Lysla's face had paled. Vanning glanced at her, but said nothing. Things were bad enough as they were. Only Sanderson chuckled sardonically.
"Nice going, Vanning. How about Callahan now?"
The detective grunted. Zeeth panted, "I would—have preferred a—peaceful death. I do not—like torture."
Vanning felt a pang of sympathy for the fat little native. But he couldn't help him. Escape was the only chance.
"Here," Lysla gasped, pausing in the shadow of a tall building. "These outer houses are all deserted. There's the gate."
Across a dim expanse of bare soil it loomed, a wall of metal rising high above their heads. Vanning stared.
"No guards. Maybe it's locked. Still ... I'm going out there. If there are any Swamja, they'll jump me. Then run like hell. Don't try to help."

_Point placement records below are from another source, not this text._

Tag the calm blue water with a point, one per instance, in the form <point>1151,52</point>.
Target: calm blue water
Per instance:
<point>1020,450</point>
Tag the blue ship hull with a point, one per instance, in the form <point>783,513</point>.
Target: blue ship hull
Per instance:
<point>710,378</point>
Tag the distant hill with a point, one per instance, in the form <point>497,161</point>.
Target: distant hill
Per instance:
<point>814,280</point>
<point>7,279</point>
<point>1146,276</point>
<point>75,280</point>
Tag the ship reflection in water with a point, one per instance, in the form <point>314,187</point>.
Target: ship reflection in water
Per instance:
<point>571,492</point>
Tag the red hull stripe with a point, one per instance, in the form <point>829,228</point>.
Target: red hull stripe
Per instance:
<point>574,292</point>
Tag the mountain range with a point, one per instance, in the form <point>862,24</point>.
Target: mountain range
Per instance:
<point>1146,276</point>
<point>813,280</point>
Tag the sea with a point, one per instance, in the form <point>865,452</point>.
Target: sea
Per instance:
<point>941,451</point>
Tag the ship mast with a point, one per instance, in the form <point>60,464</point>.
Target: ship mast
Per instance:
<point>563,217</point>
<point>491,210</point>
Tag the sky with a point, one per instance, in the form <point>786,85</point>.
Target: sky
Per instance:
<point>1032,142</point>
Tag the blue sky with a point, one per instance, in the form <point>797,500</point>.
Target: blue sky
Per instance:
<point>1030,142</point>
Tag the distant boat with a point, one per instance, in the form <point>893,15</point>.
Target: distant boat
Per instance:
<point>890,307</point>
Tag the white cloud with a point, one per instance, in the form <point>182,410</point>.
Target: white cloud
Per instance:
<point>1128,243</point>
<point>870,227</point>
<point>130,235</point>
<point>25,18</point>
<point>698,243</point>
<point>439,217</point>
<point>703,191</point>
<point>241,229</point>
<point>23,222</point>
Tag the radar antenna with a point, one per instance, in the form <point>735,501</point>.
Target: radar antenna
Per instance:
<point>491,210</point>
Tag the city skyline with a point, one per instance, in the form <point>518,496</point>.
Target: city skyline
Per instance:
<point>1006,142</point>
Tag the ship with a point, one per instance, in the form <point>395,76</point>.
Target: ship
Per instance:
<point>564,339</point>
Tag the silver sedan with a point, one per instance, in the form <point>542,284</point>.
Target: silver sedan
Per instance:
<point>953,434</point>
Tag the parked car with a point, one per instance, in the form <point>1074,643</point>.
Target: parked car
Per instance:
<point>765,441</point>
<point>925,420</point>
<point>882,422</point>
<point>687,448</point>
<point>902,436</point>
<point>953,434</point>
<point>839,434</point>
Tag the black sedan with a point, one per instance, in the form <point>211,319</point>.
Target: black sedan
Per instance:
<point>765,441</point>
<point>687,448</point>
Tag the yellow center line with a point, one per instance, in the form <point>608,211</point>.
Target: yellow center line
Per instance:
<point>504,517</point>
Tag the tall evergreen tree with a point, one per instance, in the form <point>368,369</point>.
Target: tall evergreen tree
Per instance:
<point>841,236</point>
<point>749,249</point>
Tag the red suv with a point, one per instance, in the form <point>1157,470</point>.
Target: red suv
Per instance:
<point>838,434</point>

Without waiting for an answer he sprinted across the clearing. At the door he paused, staring around. Nothing stirred. He heard nothing but the distant tumult from within the city. Looking back, he could see the faint elfin-lights glowing here and there, and the shining tube rising to the dome—the tube that was pouring out the North-Fever virus into the atmosphere of tortured, enslaved Venus.
And these were the gods of Venus, Vanning thought bitterly. Devils, rather!